Concernant le projet de port sec à Vierzon, si des chargeurs ou des acteurs du transport sont en mesure d'amener de l'activité générant des prestations de transport, il est bien sûr tout à fait logique de réexaminer la possibilité de créer une plate-forme multimodale sur ce site. Mais ce n'est pas dans l'autre sens que les choses doivent fonctionner.

L'État a rappelé sa détermination à développer le transport ferroviaire en poursuivant la mise en œuvre du programme d'actions défini dans le cadre de l'engagement national pour le fret ferroviaire.

La SNCF doit y prendre toute sa part et moderniser son organisation pour relever le défi de présenter une offre compétitive et de qualité à ses clients.

C'est la raison pour laquelle Thierry Mariani a souhaité réunir, le 30 mai dernier, l'ensemble des acteurs de la filière du fret ferroviaire pour faire le point sur la mise en œuvre des différentes actions et examiner concrètement les difficultés et identifier, de façon pragmatique, les progrès à réaliser.

M. le président. La parole est à Mme Marie-France Beaufils.

Mme Marie-France Beaufils. J'entends bien que la SNCF doit respecter des objectifs économiques d'équilibre. Mais en ayant seulement pour objectif les trains entiers, elle ne répond pas aux attentes de l'aménagement de notre territoire.

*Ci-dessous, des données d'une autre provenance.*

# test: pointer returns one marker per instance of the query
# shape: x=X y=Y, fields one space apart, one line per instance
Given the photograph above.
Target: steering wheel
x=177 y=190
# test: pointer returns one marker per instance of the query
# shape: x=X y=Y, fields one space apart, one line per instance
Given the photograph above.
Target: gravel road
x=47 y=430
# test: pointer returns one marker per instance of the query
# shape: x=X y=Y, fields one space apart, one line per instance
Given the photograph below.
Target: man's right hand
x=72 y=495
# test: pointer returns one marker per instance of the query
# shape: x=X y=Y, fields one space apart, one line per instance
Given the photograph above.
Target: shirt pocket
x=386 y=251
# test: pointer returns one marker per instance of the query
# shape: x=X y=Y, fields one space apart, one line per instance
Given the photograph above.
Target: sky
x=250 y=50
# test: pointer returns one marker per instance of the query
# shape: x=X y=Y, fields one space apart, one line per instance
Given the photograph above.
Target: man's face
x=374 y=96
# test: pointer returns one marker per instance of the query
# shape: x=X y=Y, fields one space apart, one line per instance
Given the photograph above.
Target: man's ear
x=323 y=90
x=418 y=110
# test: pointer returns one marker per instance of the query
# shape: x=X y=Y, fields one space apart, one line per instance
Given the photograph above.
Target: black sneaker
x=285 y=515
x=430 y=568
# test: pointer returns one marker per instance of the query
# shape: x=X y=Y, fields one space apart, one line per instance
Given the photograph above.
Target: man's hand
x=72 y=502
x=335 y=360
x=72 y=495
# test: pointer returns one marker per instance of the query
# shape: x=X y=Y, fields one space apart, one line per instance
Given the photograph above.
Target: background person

J'aurais trouvé intéressant que le Gouvernement s'attarde un peu plus sur l'Étude prospective 2020. Réalisée à la demande du comité central d'entreprise, CCE, de la SNCF et consacrée au fret ferroviaire, elle traite le sujet sur un mode nouveau et propose, outre de nouvelles mutualisations, la mixité de trains. Elle place au cœur des synergies à mettre en place des objectifs définis en fonction des services à rendre aux clients et ouvre la possibilité de maintenir des offres multiples pour répondre à des besoins diversifiés en termes, notamment, de massification. La mutualisation permettrait de mieux associer une logique de réseau et une logique d'axes.

Cette étude ouvre en particulier une piste très intéressante qui consisterait à passer d'un réseau composé de relations entre gares d'inter-triage à un réseau basé sur une grande boucle ferroviaire. Ce dernier serait organisé autour de liaisons circulaires dont la partie commune relierait Dijon, Lyon, Miramas, Toulouse, Bordeaux et Tours–Saint-Pierre-des-Corps, ce qui redonnerait une véritable dynamique au fret ferroviaire.

Je regrette que, pour le moment, cette étude du CCE de la SNCF n'ait pas été prise en compte dans les réflexions et aimerais bien qu'on s'en empare pour avancer et essayer de redynamiser. En effet, pour que le dispositif fonctionne, il faut agir dans les deux sens.